I'm not sure I follow, I don't recall dropping audio for sync purposes - we drive video sync off of audio.  If we did, this might be an issue (but probably we would resample to adjust drift rather than hard drop, dunno).  I don't know what the ultimate solution is here - I'm only explaining why the timecodes from the file are the way they are.

Yeah, it's wrong, I don't know what the right fix is without spending significant time investigating... and without a concrete problem this is causing, it's probably not going to end up on the top of anyone's list.

Maybe wontfix (for now) is more appropriate than invalid.
Resolution: FIXED → WONTFIX
Wontfix is fine to me.

IIRC, jya used to have some A/V sync issues where video is ahead by about 1 sec after seeking. If it is caused by abnormal timestamps of audio frames illustrated above, we will then have to consider again how to mitigate redundancy or gaps in audio frames.
The fixing of bug 1240201 (where we also properly calculate the timestamp and duration when just demuxing) caused some failure for exactly that reason with the webm/vorbis samples.

the time between two webm blocks do not match the sum of the samples in those blocks.
So this cause the buffered range reported to no be continuous:
example:
expected "{ [0.000, 6.050) }" but got "{ [0.013, 0.384) [0.408, 0.779) [0.803, 2.381) [2.405, 3.565) [3.589, 3.960) [3.984, 4.378) [4.402, 5.562) [5.586, 5.957) [5.981, 6.050) }

0.013 because I went by the advice of the vorbis author and considered that the first vorbis block wouldn't produce any audio until the second was seen, and from then the number of samples returned by the decoder would be previous_block/4 + next_block/4

So i will have to handle things differently.

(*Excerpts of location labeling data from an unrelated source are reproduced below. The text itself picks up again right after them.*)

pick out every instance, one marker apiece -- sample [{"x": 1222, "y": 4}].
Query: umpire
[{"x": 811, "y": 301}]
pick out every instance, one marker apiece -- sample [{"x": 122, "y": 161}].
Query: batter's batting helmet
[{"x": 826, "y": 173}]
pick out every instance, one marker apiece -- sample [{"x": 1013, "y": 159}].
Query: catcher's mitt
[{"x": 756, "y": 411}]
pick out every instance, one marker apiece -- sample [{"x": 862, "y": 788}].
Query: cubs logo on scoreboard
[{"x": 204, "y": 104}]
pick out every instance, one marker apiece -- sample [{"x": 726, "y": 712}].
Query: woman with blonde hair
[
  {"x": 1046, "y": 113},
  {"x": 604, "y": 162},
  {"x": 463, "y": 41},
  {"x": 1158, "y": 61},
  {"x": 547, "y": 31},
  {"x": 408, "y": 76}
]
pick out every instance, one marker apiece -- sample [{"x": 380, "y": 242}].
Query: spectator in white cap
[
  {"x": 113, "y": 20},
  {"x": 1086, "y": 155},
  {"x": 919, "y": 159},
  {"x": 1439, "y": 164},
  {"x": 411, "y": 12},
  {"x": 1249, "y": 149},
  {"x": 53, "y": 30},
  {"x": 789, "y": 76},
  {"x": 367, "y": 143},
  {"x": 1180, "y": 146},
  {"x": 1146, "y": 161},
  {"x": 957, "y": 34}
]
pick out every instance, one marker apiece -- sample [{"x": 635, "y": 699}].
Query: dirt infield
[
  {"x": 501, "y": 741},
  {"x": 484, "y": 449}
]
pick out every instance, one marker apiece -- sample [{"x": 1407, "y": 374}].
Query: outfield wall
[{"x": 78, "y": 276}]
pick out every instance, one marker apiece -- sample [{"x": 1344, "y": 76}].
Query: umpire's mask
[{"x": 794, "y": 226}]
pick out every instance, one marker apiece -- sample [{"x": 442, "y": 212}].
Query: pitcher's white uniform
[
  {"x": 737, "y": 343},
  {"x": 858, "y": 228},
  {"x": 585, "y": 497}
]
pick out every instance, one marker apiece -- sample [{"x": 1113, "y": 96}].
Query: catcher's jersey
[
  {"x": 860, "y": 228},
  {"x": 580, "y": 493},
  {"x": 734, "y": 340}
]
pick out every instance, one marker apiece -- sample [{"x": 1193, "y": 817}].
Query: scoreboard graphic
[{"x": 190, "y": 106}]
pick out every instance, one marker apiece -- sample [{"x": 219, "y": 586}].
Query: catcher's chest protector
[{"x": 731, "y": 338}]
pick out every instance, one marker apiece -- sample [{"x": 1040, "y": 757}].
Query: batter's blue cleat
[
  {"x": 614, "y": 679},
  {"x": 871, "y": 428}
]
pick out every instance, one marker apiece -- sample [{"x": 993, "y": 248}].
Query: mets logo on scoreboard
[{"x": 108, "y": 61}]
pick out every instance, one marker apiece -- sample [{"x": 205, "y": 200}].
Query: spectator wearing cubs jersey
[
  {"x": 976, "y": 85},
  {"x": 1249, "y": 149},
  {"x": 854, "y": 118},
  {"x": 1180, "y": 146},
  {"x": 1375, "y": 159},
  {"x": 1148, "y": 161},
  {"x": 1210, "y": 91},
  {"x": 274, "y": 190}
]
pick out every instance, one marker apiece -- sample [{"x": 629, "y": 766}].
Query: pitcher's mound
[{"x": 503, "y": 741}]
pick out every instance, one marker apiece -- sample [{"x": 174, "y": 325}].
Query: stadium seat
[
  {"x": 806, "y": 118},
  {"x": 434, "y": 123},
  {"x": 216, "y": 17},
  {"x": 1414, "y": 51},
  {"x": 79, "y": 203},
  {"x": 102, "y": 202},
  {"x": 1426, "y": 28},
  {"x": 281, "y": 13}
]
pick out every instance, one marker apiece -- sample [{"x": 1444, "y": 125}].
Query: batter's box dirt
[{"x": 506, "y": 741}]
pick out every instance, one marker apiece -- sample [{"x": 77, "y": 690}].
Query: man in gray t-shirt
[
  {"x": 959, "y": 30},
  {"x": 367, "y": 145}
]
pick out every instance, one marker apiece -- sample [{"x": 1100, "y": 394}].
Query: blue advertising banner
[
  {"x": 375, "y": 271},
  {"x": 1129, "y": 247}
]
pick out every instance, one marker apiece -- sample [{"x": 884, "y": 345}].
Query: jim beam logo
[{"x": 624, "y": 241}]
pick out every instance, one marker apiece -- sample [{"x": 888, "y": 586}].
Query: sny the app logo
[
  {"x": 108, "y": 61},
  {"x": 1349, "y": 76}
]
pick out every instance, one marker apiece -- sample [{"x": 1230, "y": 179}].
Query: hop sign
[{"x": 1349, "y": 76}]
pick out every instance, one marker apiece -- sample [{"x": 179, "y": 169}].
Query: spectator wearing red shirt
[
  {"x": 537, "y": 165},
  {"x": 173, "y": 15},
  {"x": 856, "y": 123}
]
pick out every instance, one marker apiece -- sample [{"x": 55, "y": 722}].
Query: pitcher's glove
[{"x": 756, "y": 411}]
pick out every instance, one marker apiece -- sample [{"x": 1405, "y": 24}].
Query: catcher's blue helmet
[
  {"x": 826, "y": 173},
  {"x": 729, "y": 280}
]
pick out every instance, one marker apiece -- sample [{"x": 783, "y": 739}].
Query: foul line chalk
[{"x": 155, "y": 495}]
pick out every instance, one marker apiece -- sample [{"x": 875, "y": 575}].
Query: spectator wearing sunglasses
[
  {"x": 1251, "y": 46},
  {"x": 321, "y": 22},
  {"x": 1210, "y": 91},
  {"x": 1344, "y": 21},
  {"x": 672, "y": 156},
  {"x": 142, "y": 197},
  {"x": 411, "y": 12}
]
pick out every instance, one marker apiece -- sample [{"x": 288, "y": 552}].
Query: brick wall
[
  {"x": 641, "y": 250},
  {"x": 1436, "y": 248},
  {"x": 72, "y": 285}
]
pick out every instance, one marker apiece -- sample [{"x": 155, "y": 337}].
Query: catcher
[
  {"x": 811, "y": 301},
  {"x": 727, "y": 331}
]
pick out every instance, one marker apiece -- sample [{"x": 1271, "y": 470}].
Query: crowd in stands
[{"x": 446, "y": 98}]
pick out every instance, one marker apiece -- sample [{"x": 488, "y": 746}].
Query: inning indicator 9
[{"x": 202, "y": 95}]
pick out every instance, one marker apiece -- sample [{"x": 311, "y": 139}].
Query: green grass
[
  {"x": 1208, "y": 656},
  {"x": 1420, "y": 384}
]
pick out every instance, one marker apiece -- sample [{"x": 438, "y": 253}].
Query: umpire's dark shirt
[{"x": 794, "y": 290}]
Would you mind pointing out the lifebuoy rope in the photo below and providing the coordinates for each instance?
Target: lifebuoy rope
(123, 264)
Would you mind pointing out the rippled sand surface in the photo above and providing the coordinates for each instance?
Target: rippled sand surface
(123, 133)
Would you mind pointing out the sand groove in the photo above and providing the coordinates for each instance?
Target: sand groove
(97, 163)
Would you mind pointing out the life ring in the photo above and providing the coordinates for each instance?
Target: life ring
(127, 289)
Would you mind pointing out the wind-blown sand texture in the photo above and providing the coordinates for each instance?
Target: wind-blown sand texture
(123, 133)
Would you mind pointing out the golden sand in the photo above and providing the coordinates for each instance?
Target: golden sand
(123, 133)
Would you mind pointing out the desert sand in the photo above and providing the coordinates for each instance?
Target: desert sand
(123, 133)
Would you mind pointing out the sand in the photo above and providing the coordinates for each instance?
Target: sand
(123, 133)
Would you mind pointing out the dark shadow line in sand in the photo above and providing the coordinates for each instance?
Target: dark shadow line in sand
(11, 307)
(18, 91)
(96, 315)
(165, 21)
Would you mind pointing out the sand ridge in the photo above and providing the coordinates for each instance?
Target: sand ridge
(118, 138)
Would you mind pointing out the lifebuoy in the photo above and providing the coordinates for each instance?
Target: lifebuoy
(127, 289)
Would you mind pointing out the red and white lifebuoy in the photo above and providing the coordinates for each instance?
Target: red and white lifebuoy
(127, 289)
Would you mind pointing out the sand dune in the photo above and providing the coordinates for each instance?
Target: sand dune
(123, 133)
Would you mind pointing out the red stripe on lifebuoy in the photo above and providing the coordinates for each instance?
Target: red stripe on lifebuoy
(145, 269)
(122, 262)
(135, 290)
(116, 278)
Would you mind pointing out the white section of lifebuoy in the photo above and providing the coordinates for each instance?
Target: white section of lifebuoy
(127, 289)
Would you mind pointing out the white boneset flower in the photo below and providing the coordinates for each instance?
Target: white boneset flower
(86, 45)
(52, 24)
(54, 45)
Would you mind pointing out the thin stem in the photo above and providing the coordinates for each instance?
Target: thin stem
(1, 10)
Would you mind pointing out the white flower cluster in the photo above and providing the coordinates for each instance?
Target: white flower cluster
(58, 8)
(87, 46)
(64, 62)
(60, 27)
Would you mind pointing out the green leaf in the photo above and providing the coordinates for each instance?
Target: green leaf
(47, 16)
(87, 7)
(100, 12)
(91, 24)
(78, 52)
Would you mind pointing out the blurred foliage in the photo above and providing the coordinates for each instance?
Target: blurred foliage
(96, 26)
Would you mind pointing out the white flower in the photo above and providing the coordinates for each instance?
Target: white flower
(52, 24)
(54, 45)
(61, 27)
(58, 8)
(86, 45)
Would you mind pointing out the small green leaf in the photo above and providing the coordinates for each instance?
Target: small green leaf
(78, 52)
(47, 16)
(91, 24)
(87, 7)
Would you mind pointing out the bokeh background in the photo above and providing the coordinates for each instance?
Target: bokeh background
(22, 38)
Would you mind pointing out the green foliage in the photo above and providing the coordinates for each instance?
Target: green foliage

For a start to prevent the problem mentioned above where we could have a rounding error between the sum of the duration samples and the time found in the container, I will make it so that the duration of the last sample in the block is always aligned to end where the new block start.

I will also not attempt to determine the duration of a sample if there's only one in a the webm block (as in effect we only care that two samples don't have the same start time and duration).